Gemäß transzendentallogischem Erkenntnisanspruch müssen alle Wissensbedingungen der Erfahrung aufgesucht werden. Im Unterschied zu KANT betreffen die gnoseologischen Wissensbedingungen der Erfahrung aber nicht nur die sinnlich äußeren Anschauungsbedingungen, vielmehr bedingen die transzendentalen Begriffe a priori genauso die sittlich-praktischen, interpersonal-kulturellen, religiösen und geschichtlichen Anschauungs- und Verstehensmuster, so FICHTE.

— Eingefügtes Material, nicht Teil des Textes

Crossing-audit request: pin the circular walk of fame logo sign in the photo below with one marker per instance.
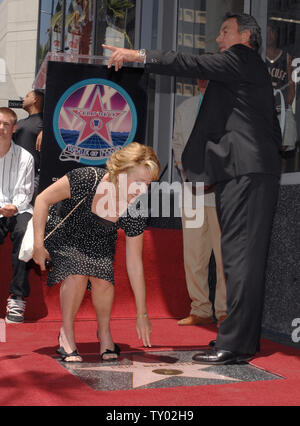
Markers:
(93, 119)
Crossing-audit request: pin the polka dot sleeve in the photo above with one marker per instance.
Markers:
(82, 181)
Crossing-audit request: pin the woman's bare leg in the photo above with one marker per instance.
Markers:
(102, 298)
(71, 295)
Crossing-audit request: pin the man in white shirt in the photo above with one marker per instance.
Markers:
(16, 191)
(198, 243)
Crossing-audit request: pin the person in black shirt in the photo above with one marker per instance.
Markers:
(30, 127)
(234, 145)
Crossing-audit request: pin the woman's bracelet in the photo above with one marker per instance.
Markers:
(142, 315)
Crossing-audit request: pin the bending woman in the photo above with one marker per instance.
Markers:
(82, 248)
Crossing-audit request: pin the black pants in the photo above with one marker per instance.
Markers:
(245, 207)
(16, 225)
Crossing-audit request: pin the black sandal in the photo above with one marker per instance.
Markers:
(116, 351)
(61, 351)
(64, 355)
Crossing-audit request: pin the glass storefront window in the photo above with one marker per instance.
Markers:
(115, 24)
(48, 37)
(283, 34)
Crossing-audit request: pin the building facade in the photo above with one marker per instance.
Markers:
(79, 27)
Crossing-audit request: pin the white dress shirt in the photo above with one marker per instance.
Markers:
(185, 117)
(17, 179)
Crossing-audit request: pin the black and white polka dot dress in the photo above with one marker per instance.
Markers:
(85, 244)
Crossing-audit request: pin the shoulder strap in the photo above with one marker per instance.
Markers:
(72, 211)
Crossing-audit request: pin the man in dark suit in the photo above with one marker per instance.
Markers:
(234, 145)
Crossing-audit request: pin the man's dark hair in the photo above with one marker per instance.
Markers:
(247, 22)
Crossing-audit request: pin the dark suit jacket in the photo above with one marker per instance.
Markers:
(237, 131)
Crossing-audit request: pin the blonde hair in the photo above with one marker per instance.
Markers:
(132, 155)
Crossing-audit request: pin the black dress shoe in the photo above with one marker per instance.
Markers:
(220, 357)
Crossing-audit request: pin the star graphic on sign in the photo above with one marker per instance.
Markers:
(96, 120)
(144, 374)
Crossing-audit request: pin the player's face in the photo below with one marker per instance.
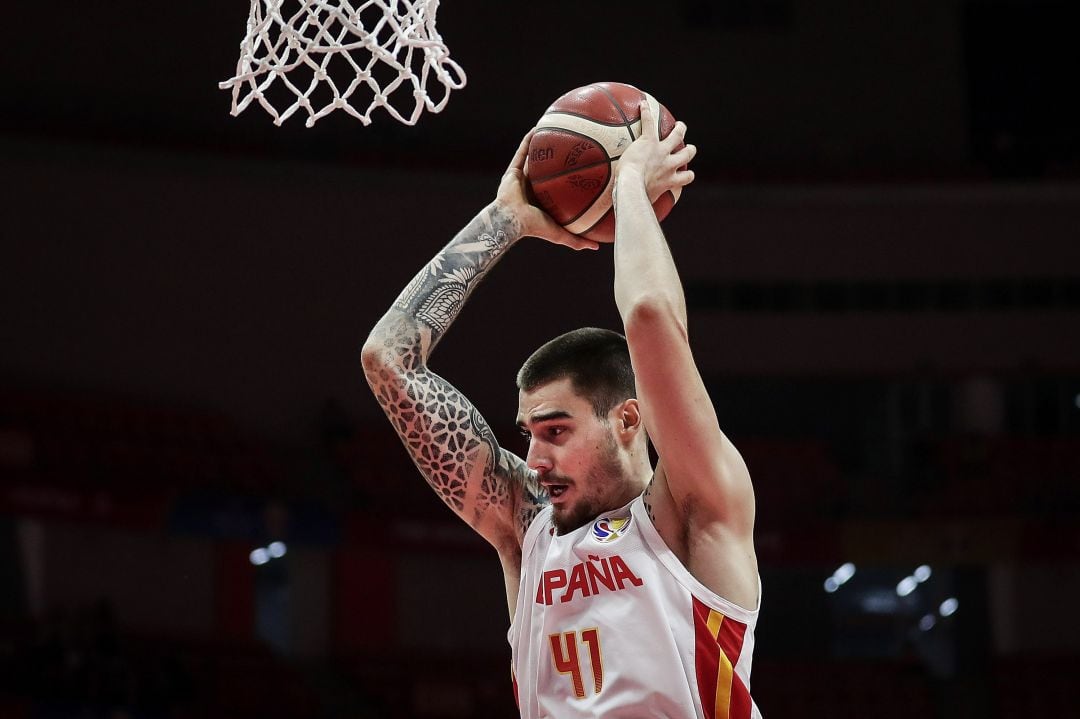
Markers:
(575, 453)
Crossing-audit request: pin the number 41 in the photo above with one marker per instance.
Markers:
(564, 654)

Die basale Empfindung (bei Fichte Gefühl) in der sinnlichen Erfahrung – wozu ich auch die interpersonal erfahrbare Aufforderung zähle – und das gehemmte Streben, sind der existentielle Sitz der Kategorien und der Anschauungsformen. Selbst das Nicht-Denken eines Verneinten durch Negation, verdankt sich einem eigenen Setzungsakt und einer gedachten seienden Nicht-Realität.(Siehe schon „Sophistes“ bei PLATON) „Wir stehen unter dem Gesetz der Existenz, wenn wir irgend etwas unterscheidend auffassen.“ 1
Das Beziehen wie das Unterscheiden nehmen ihre elementare Kraft vom Schweben der Einbildungskraft, das als primäre Erkenntniskraft durch Unterscheiden und Beziehen eine Empfindung und Anschauung objektiviert. Nur innerhalb des Ichs (der Ichheit) wird unterschieden und bezogen. Selbst das Nicht-Ich, das ich vom Ich unterscheide, ist nur in diesem Gegensatz über ein Ich (oder im Vergleich mit dem Ich) mit dem Ich vereinbar zu denken.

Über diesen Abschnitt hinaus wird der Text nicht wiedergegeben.